Exegesis Volume 3 Issue #52

From: "William D. Tallman"
Subject: A Few Questions

Exegesis Digest Tue, 29 Sep 1998

Date: Sat, 26 Sep 1998 21:12:18 -0700
From: "William D. Tallman"
To: exegesis
Subject: A Few Questions

Hello All,

Earlier this year, this list had a period of lively discussion about the nature of astrology. Unfortunately, that discussion did not appear to have survived the period of my inactivity while relocating. While I'm not as committed to developing the subject as I was at that time, some questions have occurred to me the answers to which might generate different lines of thought.

It is generally agreed that astrology, whatever else it might be, is a time bound phenomena; a basic tool for the erection of a horoscope is the ephemeris, implying that this parameter is not only relevant, but of primary importance. We can think astrologically in terms of cycles, and we can think astrologically in terms of spaces and spatial relationships. We can engage in astrological analysis and speculation in terms that are deliberately drawn from one or another school of psychology. We can extend that exercise into realms of metaphysical and spiritual substance and meaning. But all these rest on some number of assumptions, and it is some of these assumptions I would inspect more closely.

I have argued elsewhere that astrology is a construct designed to extract useful information from some phenomenon that links celestial and terrestrial realms. It is the nature of this phenomenon I would question.

Is the astrological phenomenon general in nature, or does it require the presence and involvement of living beings? If the latter, then what level of life defines the most basic that enables the astrological phenomenon; indeed, does this phenomenon require the involvement of human beings in order to be functionally affective?

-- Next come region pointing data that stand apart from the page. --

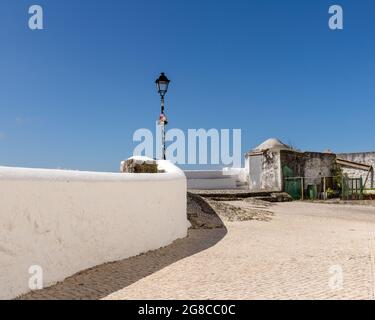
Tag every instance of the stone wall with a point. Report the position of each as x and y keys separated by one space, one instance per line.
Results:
x=311 y=165
x=367 y=158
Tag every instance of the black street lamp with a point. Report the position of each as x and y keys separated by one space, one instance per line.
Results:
x=162 y=84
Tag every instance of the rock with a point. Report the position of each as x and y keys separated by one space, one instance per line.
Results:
x=139 y=165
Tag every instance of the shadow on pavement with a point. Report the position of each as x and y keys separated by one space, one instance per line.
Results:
x=101 y=281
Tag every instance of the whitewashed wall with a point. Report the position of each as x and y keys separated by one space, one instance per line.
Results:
x=68 y=221
x=230 y=178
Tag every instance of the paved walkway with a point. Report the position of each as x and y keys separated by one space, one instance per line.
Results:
x=298 y=254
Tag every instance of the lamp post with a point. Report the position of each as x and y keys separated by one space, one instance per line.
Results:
x=162 y=84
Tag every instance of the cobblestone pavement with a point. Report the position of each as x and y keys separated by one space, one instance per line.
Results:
x=295 y=255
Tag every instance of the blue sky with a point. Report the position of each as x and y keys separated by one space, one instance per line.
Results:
x=72 y=95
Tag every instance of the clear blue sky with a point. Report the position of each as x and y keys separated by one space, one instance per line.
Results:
x=72 y=95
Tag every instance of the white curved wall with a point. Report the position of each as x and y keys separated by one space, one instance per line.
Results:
x=68 y=221
x=228 y=178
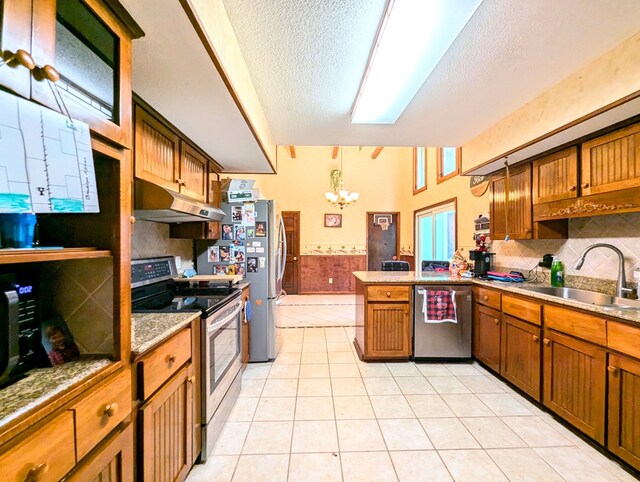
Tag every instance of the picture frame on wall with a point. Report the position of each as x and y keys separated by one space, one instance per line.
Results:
x=333 y=220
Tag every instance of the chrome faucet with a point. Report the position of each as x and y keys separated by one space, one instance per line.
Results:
x=621 y=286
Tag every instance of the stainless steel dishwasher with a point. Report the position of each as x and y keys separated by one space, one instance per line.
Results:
x=442 y=340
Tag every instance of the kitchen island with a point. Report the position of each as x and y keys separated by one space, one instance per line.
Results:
x=384 y=307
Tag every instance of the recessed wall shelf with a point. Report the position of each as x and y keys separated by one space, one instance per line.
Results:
x=30 y=255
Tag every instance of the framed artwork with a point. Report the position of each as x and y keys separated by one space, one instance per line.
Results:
x=333 y=220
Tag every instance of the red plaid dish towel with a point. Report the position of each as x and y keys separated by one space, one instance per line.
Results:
x=439 y=306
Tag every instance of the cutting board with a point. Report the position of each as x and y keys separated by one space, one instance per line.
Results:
x=219 y=278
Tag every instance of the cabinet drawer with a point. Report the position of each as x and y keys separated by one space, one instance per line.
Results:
x=522 y=309
x=100 y=412
x=580 y=325
x=489 y=298
x=388 y=293
x=156 y=367
x=46 y=455
x=624 y=338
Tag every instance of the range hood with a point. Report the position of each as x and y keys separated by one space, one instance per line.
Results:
x=155 y=203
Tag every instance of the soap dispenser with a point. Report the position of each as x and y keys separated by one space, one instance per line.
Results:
x=557 y=273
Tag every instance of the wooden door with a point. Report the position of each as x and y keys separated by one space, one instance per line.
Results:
x=624 y=409
x=486 y=336
x=388 y=330
x=15 y=34
x=291 y=279
x=157 y=152
x=574 y=374
x=167 y=421
x=520 y=355
x=516 y=217
x=611 y=162
x=112 y=463
x=555 y=177
x=193 y=169
x=382 y=245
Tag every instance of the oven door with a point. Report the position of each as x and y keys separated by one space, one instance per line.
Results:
x=221 y=347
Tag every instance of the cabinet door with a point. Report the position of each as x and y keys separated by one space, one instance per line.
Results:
x=520 y=355
x=624 y=409
x=388 y=330
x=512 y=216
x=112 y=463
x=167 y=424
x=15 y=34
x=575 y=382
x=486 y=336
x=611 y=162
x=157 y=152
x=555 y=177
x=193 y=173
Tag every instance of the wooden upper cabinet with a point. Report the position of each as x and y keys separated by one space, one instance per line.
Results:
x=193 y=171
x=512 y=214
x=555 y=177
x=157 y=151
x=82 y=51
x=611 y=162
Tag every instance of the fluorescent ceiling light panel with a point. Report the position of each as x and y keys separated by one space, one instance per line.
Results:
x=413 y=37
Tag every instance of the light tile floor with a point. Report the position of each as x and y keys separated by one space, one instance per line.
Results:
x=319 y=414
x=297 y=311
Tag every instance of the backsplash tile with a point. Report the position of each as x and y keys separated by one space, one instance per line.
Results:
x=151 y=239
x=620 y=230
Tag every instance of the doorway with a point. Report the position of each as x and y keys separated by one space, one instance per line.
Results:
x=291 y=279
x=382 y=244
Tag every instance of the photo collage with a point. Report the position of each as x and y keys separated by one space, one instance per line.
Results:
x=238 y=254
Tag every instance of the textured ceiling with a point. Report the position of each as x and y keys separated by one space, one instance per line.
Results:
x=306 y=59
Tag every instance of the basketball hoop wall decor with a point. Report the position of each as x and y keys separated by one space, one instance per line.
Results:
x=382 y=220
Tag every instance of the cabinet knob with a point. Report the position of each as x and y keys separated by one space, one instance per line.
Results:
x=111 y=409
x=36 y=473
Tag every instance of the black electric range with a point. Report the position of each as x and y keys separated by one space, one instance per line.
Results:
x=154 y=291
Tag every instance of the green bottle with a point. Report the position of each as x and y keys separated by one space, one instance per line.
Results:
x=557 y=273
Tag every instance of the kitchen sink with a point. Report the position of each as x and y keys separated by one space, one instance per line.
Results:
x=585 y=296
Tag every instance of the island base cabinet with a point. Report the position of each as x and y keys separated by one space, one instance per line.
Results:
x=575 y=382
x=388 y=330
x=520 y=355
x=486 y=336
x=167 y=423
x=624 y=409
x=113 y=463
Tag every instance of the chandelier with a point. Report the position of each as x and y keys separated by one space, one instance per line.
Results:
x=339 y=196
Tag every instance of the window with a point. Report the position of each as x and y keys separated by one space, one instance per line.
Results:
x=436 y=232
x=419 y=169
x=448 y=160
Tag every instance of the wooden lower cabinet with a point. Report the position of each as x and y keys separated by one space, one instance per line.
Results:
x=166 y=421
x=624 y=409
x=486 y=336
x=388 y=328
x=111 y=463
x=575 y=375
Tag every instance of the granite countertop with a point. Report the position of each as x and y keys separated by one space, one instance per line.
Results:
x=409 y=277
x=42 y=385
x=151 y=329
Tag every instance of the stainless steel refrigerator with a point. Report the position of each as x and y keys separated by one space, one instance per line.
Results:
x=264 y=261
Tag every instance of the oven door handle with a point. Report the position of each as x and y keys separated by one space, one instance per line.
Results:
x=219 y=324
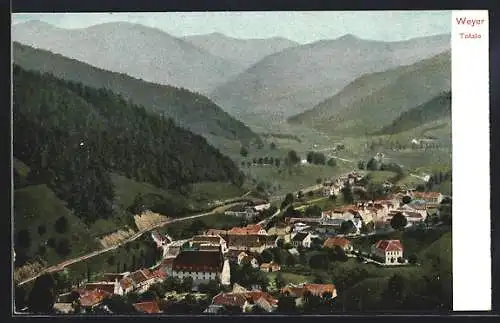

I anticipate some response asserting the assumption that human involvement is necessary, as if the assumption was a matter of completely understood fact. I would also expect some response suggesting that the involvement of life is a prerequisite for the functionality of the astrological phenomenon. What I submit is relevant here is some deliberate discussion about these questions, especially focused on how those questions might be resolved.

How would, or could, we go about testing these questions? Is there any extant account of astrological practice on subjects having completely independent existence? Are there any testable hypotheses that would support the resolution of these questions, either in the negative or in the positive?

It might fairly be asked what value an answer to these questions might have. Let's assume that we found evidence that suggests the necessary involvement of life at least at a level of sophistication found in... say, vertebrates. This would suggest that a spinal nervous system is part of the prerequisite for the function of the astrological phenomenon, and would imply that this system has some fundamental and defining relevance to that phenomenon. It would also suggest that current psychological models are special case tools for astrological interpretation, and that astrology is indeed more than a special manifestation of the human (primate?) psyche.

I would suggest that any other tentative conclusions might well lead to equally important defining implications. So I would submit that this sort of investigative approach is appropriate because of a reasonable probability that some sort of conclusions are possible.